Nicht nur Recruiting, auch Inhalte platzieren
Ganz nebenbei machte das Klinikum mit seiner Escape Room Mission noch auf ein anderes Anliegen aufmerksam. Das Thema Blutspende sollte von Anfang an in der Aufgabenstellung des Adventure-Games berücksichtigt werden. Daher hieß die Aufgabe von Protagonistin Lisa Müller: ein Unfallopfer mit einer Blutkonserve versorgen und stabilisieren. Natürlich mussten auch in dem inszenierten OP-Geschehen dafür allerlei Dinge beachtet werden.
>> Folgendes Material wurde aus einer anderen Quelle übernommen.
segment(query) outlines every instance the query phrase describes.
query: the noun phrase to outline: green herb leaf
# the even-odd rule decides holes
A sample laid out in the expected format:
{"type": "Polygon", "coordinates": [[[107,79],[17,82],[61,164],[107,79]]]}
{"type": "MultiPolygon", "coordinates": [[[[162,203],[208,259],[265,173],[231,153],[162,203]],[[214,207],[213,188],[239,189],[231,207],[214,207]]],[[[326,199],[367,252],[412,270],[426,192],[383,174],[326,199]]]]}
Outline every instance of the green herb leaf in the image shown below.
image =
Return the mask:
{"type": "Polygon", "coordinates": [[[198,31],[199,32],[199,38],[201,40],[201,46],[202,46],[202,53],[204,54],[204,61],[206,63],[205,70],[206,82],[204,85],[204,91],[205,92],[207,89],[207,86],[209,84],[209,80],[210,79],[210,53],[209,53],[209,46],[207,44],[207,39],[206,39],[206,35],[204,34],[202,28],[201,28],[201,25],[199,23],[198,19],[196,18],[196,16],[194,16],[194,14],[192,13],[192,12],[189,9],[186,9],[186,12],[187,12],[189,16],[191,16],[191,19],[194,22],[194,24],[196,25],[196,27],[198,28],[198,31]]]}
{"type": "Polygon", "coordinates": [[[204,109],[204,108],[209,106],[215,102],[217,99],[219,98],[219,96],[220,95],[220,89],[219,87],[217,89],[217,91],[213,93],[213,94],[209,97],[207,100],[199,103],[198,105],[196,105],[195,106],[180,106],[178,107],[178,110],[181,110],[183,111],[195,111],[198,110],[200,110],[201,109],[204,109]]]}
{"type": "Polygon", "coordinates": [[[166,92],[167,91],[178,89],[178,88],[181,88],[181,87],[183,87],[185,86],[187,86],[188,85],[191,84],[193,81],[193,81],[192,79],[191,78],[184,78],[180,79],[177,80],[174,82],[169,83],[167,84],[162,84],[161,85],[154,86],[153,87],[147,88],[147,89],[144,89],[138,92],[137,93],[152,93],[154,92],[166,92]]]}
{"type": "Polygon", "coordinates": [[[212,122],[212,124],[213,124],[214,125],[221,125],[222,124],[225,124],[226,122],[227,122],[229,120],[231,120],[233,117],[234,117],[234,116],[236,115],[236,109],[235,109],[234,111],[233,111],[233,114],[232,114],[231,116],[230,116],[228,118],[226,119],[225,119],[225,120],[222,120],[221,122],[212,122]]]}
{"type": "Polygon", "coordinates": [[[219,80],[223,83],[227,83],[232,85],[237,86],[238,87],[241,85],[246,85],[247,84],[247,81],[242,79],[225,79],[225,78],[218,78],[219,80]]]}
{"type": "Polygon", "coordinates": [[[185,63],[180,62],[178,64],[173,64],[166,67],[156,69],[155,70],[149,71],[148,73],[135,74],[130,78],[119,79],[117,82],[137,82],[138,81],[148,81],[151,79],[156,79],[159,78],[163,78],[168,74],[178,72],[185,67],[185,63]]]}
Marc Raschke, der als Moderator die Kommentare der Community steuerte, war überrascht, wie viel die Zuschauer bereits wussten. „Das nächste Mal wird es eine schwierigere Aufgabe geben“, sagt der Leiter der Unternehmenskommunikation.
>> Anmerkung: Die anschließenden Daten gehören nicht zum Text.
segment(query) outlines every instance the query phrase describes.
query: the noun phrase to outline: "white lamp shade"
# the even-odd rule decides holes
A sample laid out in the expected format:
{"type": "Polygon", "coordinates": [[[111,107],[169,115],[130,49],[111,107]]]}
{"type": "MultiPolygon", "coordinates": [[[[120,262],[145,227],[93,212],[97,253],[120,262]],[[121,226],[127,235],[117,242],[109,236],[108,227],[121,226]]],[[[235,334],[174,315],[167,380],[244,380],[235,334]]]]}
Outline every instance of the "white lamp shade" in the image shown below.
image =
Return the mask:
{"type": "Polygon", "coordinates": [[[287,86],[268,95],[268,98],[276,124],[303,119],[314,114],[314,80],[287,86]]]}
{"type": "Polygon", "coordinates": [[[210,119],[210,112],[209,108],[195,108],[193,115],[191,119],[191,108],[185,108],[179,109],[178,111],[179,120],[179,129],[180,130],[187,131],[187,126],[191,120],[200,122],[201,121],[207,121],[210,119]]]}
Das Klinikum Dortmund ist das größte Krankenhaus in Nordrhein-Westfalen. Als Haus der Maximalversorgung bietet das Klinikum Dortmund mit 1.422 Betten medizinische Spitzenleistung, die von rd. 4.155 Mitarbeitern geleistet wird. Dabei kommt fast 1/3 der jährlich mehr als 250.000 Patientinnen und Patienten (65.000 stationär, 180.000 ambulant) aus der Region und dem gesamten Bundesgebiet. Mit rund 500 Ausbildungsplätzen ist das Klinikum Dortmund der zweitgrößte Ausbildungsbetrieb in der Region.